Local persistent volumes are, by definition, local to the nodes on which they have been physically attached and mounted. This contrasts with remote persistent volumes, wherein Kubernetes causes a container to perceive a mounted volume, but the Kubernetes network layer meditates the communication between container and volume. In other words, a remote persistent volume can be easily remounted on another node, while a local persistent volume cannot. Therefore, when stateful data is already present on a local persistent volume, a stateful app must help the Kubernetes system schedule the the appropriate container on the appropriate node that has the appropriate local data. Managing this topology is much more complex and much less flexible than having a remote persistent volume where any node can generally mount any remote volume.
Rescheduling containers onto the nodes where their data already resides
Kubernetes has some automatic affinity when replacing a container into an existing deployment. Remote Persistent Volumes that were mounted when a container was initially launched will generally be matched and remounted to a container that is recreated, on any node, while the original deployment is still in effect.
However, when a wholesale change happens, such as when a Kubernetes cluster is wiped and a new one is recreated, how can an app find any existing data, particularly in light of local volumes that cannot be moved?
One strategy is to use DaemonSets to investigate all nodes and attach labels that will help Kubernetes assign containers to an appropriate location.

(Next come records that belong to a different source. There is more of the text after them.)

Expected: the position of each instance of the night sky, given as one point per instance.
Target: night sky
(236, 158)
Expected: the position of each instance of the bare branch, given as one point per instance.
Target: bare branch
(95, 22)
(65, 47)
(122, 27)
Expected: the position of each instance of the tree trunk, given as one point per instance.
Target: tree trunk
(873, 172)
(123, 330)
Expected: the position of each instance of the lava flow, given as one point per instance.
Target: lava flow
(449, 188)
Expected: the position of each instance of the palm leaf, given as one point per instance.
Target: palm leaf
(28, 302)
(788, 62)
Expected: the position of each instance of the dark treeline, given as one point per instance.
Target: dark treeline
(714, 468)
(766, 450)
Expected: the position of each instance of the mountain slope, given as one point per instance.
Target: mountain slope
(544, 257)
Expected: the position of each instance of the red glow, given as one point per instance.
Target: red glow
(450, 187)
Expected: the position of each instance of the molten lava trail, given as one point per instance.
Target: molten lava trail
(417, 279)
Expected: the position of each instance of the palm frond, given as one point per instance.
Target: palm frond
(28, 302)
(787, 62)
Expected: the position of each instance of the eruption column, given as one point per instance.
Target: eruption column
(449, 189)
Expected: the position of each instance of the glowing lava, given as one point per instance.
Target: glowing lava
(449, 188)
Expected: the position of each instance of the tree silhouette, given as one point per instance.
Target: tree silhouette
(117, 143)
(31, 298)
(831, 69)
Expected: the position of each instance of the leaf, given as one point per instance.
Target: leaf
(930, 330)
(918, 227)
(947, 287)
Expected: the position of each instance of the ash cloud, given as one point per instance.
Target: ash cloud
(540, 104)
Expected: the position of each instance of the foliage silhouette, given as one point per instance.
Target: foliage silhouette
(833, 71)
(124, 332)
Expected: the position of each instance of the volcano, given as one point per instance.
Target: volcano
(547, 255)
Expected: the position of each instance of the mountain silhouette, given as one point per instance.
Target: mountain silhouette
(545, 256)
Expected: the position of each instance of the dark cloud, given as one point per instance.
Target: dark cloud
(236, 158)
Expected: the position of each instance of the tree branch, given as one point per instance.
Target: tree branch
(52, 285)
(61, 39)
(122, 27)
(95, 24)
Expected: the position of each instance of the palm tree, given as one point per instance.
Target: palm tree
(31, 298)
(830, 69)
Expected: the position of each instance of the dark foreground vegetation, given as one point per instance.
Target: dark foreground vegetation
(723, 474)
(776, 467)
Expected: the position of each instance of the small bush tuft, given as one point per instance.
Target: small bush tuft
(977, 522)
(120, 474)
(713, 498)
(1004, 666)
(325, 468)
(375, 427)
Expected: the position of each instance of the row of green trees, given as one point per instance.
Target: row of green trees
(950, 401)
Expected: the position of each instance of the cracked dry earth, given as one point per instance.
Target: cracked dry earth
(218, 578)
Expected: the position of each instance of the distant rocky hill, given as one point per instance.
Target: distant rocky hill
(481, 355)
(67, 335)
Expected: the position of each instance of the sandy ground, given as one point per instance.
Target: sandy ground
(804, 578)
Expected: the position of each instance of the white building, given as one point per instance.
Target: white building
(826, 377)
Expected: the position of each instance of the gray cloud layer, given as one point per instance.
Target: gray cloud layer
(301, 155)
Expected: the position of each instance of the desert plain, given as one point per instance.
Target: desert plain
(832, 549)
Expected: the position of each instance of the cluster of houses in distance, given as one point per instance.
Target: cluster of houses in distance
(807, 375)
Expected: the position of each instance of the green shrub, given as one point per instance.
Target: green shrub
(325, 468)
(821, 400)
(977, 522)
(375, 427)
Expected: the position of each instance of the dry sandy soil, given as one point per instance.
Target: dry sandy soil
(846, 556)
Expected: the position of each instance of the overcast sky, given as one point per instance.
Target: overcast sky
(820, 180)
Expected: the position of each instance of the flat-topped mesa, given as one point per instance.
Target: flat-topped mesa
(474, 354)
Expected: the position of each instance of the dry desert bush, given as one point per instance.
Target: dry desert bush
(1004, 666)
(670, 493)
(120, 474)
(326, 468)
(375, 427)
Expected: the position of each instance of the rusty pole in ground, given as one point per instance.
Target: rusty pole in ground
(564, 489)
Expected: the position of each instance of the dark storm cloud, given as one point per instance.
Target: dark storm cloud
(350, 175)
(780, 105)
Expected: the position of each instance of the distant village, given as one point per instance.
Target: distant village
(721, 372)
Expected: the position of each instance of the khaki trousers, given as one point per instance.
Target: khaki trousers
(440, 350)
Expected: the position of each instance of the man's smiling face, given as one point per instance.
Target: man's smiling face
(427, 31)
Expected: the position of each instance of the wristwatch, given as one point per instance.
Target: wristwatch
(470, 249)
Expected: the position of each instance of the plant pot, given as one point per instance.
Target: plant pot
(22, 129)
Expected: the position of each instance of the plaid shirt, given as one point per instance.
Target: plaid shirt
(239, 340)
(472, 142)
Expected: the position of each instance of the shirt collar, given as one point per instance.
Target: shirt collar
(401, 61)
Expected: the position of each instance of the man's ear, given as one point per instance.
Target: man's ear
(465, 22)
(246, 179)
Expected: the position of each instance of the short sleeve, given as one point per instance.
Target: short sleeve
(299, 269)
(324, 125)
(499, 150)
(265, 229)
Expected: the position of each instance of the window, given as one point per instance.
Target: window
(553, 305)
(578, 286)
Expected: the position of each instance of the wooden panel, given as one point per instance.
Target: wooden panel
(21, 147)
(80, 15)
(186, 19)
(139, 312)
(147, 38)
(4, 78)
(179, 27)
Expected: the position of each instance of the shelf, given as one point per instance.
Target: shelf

In other words, the steps include:
- A short-lived daemon runs on each node, perhaps as a privileged container, investigating any storage found (particularly local), mounting, initializing and validating as necessary, and finally labeling the node appropriately
- The stateful app’s orchestration (e.g., an operator) adds selectors to container specifications to ensure each stateful container will be scheduled on a node that matches its storage expectation
This kind of deployment might fail if there is a gap in the storage, such as a local volume gone missing. At such times, manual intervention may be necessary.